Bug 1370115

Summary: ElasticSearch should auto tune its memory usage based on the container limit
Product: OpenShift Container Platform Reporter: Dan McPherson <dmcphers>
Component: LoggingAssignee: Jeff Cantrill <jcantril>
Status: CLOSED ERRATA QA Contact: chunchen <chunchen>
Severity: high Docs Contact:
Priority: high    
Version: 3.3.0CC: aos-bugs, jcantril, lvlcek, penli, rmeggins, tdawson, wsun, xiazhao
Target Milestone: ---   
Target Release: ---   
Hardware: Unspecified   
OS: Unspecified   
Whiteboard:
Fixed In Version: Doc Type: Enhancement
Doc Text:
Feature: Auto-tune Elasticsearch memory heap usage based on container limit Reason: Elasticsearch recommends hard limits for proper usage and these limits may significantly exceed what is available to the container.

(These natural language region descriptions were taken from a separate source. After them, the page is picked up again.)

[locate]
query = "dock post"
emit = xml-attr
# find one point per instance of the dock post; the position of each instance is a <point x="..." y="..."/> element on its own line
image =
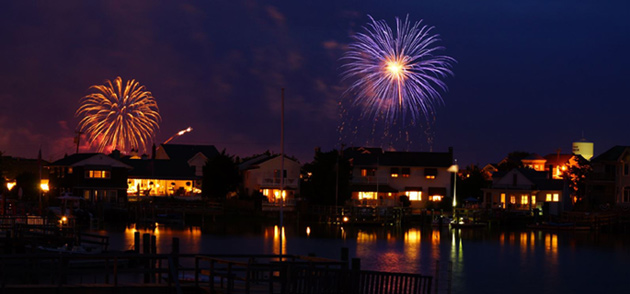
<point x="344" y="256"/>
<point x="146" y="250"/>
<point x="356" y="264"/>
<point x="136" y="242"/>
<point x="175" y="253"/>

Elasticsearch should limit itself from the onset. Result: The container runscript evaluates the available memory and sets the min and max heap size.
Story Points: ---
Clone Of: Environment:
Last Closed: 2016-09-27 09:46:01 UTC Type: Bug
Regression: --- Mount Type: ---
Documentation: --- CRM:
Verified Versions: Category: ---
oVirt Team: --- RHEL 7.3 requirements from Atomic Host:
Cloudforms Team: --- Target Upstream Version:
Embargoed:

Description Dan McPherson 2016-08-25 11:04:09 UTC
You can accomplish this in a couple of ways:

1) Read from the cgroup value directly

CONTAINER_MEMORY_IN_BYTES=`cat /sys/fs/cgroup/memory/memory.limit_in_bytes`


or 2) Use the downward api

env:
  - name: MEM_LIMIT
    valueFrom:
      resourceFieldRef:
        resource: limits.memory

A typical approach is to tune the heap size to 60-70% of the limit value to allow room for native memory from the JVM.

Comment 1 Lukas Vlcek 2016-08-25 11:27:58 UTC
Elasticsearch recommendation for heap sizing can be found here: https://www.elastic.co/guide/en/elasticsearch/guide/current/heap-sizing.html#_give_less_than_half_your_memory_to_lucene

(i.e. giving JVM more than 50% is not optimal)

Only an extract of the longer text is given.